What's under Neil's sculpture

Under the Neil sculpture is a wooden base with heavy wood dowel supports. The rest of the sculpture is a mix of paper mache, small figures with wire armature, even smaller figures (like the tiny puppets, which are resin) and leather. Thick paper mache is very, very strong, and when treated properly, can last ages. When I make a larger sculpture, I have to have a fair idea of the finished piece to make a good choice for armature. Depending on the type of piece, balance and weight distribution, I will use wood, steel pipe or pvc, or a mixture of the three.
The mechanics (I plan to post a short movie) are accomplished with motors and cams that create very simple up and down movements for the arms and back and forth for the heads. The secret to those is lots and lots of trial and error, quite a bit of cursing, and years of taking toys apart and looking inside.

Thanks for the question!

Saturday, April 09, 2005

Technical questions and answers

Someone asked about the copper finish I'm using on the Neil sculpture. Yes, it is a solution of copper powder. The cool thing about it is that, because it's actually copper, it reacts to patina solutions just as copper does. There are several kinds out there, but I use chemicals from this company:Sophisticated Finishes called "Modern Options"

I'm going to be working on the piece next week. I'm working on another writing project this weekend so am keeping the journal simple. This is a good opportunity for you to ask any technical questions you have. I'd hesitated in the past because I don't know how many of my readers are artists and didn't want to monopolize the journal with stuff that would bore everyone else to the point of sticking their forks in their eyes. (Yes, I know we all eat and read.)

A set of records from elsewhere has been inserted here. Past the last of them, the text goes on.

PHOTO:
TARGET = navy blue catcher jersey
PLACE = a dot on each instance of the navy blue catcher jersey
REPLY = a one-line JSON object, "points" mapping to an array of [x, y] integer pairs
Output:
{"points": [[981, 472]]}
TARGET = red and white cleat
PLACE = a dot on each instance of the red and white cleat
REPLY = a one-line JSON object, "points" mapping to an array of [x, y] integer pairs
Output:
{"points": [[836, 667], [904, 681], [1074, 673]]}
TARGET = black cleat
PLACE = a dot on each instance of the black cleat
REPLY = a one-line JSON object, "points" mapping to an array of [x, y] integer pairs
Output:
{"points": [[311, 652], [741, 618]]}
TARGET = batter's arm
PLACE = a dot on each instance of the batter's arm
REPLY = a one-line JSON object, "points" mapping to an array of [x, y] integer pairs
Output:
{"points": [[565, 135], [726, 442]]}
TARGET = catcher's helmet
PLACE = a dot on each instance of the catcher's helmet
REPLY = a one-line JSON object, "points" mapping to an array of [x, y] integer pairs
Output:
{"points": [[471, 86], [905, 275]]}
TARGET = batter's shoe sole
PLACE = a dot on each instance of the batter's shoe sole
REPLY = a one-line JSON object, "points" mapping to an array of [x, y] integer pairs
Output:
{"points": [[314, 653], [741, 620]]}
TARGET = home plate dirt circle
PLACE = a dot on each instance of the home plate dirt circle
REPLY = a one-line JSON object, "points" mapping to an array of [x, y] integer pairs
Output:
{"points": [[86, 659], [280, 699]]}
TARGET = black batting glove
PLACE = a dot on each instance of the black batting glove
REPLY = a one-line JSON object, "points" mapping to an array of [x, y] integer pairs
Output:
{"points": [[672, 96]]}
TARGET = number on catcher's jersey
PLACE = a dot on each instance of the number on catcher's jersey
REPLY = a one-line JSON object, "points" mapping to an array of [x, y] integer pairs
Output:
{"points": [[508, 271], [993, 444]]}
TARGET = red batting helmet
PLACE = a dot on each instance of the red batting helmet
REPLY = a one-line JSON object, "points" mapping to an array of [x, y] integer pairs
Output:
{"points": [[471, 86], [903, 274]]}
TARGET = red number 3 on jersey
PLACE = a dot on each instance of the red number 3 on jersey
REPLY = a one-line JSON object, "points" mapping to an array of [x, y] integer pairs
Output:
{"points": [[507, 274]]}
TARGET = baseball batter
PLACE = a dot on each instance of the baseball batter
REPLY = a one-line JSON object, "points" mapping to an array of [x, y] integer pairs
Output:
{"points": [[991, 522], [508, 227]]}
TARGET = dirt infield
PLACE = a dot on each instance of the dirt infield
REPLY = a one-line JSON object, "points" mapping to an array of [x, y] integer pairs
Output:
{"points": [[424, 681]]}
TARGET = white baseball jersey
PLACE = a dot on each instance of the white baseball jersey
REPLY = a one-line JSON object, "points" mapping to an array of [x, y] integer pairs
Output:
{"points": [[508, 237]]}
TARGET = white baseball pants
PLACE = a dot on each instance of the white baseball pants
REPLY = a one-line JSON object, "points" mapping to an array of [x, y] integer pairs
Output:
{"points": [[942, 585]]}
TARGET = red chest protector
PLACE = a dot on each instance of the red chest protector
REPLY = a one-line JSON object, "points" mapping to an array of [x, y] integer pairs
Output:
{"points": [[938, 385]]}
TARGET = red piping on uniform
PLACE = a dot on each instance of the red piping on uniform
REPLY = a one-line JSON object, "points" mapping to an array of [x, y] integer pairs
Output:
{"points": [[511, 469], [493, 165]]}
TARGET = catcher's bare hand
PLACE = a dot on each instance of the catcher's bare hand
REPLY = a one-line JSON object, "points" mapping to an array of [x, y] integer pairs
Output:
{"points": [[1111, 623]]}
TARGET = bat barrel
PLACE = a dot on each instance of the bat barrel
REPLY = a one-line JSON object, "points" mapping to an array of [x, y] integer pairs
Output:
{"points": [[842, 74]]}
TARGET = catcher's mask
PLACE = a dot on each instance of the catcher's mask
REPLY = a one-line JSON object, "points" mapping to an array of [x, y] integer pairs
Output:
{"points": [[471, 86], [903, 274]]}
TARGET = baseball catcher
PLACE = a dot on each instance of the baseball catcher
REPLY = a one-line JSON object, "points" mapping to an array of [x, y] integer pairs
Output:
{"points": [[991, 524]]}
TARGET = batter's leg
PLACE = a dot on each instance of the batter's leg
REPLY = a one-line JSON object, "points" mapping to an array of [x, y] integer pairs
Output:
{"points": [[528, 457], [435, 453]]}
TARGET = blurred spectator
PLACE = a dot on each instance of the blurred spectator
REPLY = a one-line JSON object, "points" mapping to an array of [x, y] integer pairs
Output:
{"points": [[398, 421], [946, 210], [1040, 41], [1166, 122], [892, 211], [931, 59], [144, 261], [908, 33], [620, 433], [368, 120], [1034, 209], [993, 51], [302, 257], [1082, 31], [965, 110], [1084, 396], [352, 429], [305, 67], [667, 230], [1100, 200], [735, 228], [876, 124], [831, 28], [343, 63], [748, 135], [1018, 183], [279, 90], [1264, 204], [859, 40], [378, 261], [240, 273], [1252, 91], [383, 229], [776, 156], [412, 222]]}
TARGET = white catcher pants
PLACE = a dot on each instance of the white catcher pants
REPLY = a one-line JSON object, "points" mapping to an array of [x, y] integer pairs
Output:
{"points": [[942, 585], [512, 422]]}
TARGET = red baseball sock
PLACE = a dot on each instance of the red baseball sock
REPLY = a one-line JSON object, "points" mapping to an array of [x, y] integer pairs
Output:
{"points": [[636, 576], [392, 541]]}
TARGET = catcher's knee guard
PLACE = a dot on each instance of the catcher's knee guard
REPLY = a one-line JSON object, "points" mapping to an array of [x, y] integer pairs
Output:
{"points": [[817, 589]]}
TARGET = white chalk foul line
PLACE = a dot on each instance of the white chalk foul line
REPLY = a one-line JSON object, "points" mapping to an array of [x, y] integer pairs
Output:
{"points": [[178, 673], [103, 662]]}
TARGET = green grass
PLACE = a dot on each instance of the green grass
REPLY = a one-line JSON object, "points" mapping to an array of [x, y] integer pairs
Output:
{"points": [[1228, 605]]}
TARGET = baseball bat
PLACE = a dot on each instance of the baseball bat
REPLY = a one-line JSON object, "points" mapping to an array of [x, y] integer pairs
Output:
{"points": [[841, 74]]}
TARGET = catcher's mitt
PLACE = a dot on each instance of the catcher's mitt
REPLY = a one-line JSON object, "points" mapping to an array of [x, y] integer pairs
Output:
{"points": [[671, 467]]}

As soon as I can, I'll be posting this kind of nuts-and-bolts stuff on the SlaughterHouse page. But for now, anything you've wanted to ask me, or you've already asked me and I missed (please forgive) do so this weekend. My brain is yours to pick.

By the way, thanks for reading and for all the links. You guys rock.

Tuesday, April 05, 2005

At the risk of making one Mr. Gaiman quite nervous, I've decided to post some detailed 'work in progress' photos for his "Luck Be Nimble, Fate Be Quick" kinetic sculpture. Photos of the piece as it was when it arrived are in the archives. I'll look later and add a link for you. I'm making a number of changes to the sculpture and actually, having a good time doing it. Later on, when it's all finished, I'll do a "before and after" thing for you.
Here is a link to earlier photos:SlaughterHouse Studios: February 2005

I dry-brushed the base and pipes with silver leaf and the angels feathers and frog with white acrylic. These will hold the copper leaf and the white under the figures will show through the layers of color I'll add later. If I do it right and don't screw anything up, the colors will be more luminous because of it. 

"Little One". I'm adding her on the left side to balance the star of puppet figures I'm adding to the right. She also helps balance the dark edge/commentary the puppets add. 

"Little One" back view. I have made a mold for her and plan to cast some. I've done this in the past, casting reproductions of details from larger works. I'll be selling these for $30. Yes, it's my day job. If I don't sell pieces I can't afford to write a blog or make big kinetic pieces. They really are cute for gifts though, so check back on the gift pages and she should be there soon. 

Copper leaf over the black and silver dry-brush. Later, I'll add some translucent color to the frog and bring him back to life. I'll finish with some ink stain to bring out the texture of the puzzle pieces.